艱難(かんなん、心の苦しみ)から逃れようとして

強くなろうとする。

強くなるということは

鈍くなるということです。

痛みに鈍感になるということです。

自分の痛みに鈍感になると

人の痛みにも鈍感になる。

自分が強いと錯覚した人間は

他人を攻撃する痛みに鈍感になり

優しさを失う。

…いいんですよ。

弱いまんまで。

自分の弱さと向き合い

それを大事になさい。

人間は…

弱いまんまでいいんです。

いつまでも…

弱いものが手を取り合い

生きていく社会こそが

素晴らしい」

老いぼれ弁護士の役は、いかりや長介さんが演じていました。

人格がにじみ出てくるような、心のこもった台詞でした。

当時自分も受験生でした。

辛いことが重なり、自分の弱いところを嫌と言うほど見せつけられてだいぶ参っていたのですが、この台詞に救われました。

自分の弱さに葛藤し、苦しむことは決して無駄ではありません。

自分の弱さを知れば知るほど、人の痛みを理解することが出来ます。

これからの人生で様々な艱難辛苦を経験した際は、その経験は決して無駄にはならないということを思い出してください。

そして、助けを必要としている人に、いつも手をさしのべられるようであってください。

今、世の中では個人主義が蔓延しすぎているのではないかと思っています。

たくさん勉強してきたはずの社会的影響力のある人が、無責任で利己的なのは大変に残念なことです。

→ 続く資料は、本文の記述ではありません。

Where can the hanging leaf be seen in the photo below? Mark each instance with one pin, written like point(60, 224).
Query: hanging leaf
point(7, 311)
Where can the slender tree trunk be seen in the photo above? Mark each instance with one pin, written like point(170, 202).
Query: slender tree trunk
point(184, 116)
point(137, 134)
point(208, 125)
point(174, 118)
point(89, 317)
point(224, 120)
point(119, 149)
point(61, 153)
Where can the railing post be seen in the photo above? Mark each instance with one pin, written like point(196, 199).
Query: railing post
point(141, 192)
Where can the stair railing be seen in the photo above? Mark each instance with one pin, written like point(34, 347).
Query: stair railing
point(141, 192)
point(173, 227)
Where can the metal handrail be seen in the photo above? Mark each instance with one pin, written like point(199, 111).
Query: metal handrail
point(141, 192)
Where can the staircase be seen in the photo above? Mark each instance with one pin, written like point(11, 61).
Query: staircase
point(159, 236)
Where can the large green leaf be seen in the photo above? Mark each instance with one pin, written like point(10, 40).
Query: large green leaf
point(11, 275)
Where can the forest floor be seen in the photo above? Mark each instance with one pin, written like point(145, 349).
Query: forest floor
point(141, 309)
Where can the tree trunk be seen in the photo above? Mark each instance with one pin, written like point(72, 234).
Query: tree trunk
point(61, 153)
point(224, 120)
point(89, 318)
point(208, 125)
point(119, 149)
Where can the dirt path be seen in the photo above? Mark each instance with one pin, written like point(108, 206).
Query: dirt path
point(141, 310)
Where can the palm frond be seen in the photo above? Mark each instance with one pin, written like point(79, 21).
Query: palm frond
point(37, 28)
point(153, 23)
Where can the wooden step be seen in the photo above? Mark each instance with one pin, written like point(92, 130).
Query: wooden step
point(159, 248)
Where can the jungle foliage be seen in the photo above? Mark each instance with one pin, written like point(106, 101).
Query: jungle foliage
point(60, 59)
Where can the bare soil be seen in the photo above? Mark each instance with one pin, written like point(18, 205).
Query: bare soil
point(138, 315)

「勉強する」という行為が、どれだけたくさんの人の恩恵を受けて成立しているのか。

受験生は勉強している自分をエラいと思ってしまいがちですが、勉強はさせていただいているものです。

親御さんのサポート、社会からの経済的支援、先人たちの恩恵など、普段感じることは少ないかもしれませんが、「自分は勉強をさせていただいている身分である」という意識を持つことが大切だと思います。

直接的でなかったとしても、自分が学んだことをいつかは社会に還元したいという志を持たなければ、「本当に思い上がった存在」になってしまいます。

受験生である以上、不安で不安で仕方がないのは当たり前です。

でも、どうか自分のためだけに学ぶのではなく、社会にもっと広く目を向けられるようになってください。

世の中には誰かの助けを必要としている人たちはたくさんいます。

将来、自分の力を必要としてくれる人が必ず現れます。

今は自分の無力さを痛感するかもしれませんが、いつか助けを必要としてくれる誰かに少しでも寄り添い、手を差し伸べられるように、目の前にあることを必死に学んでいきましょう。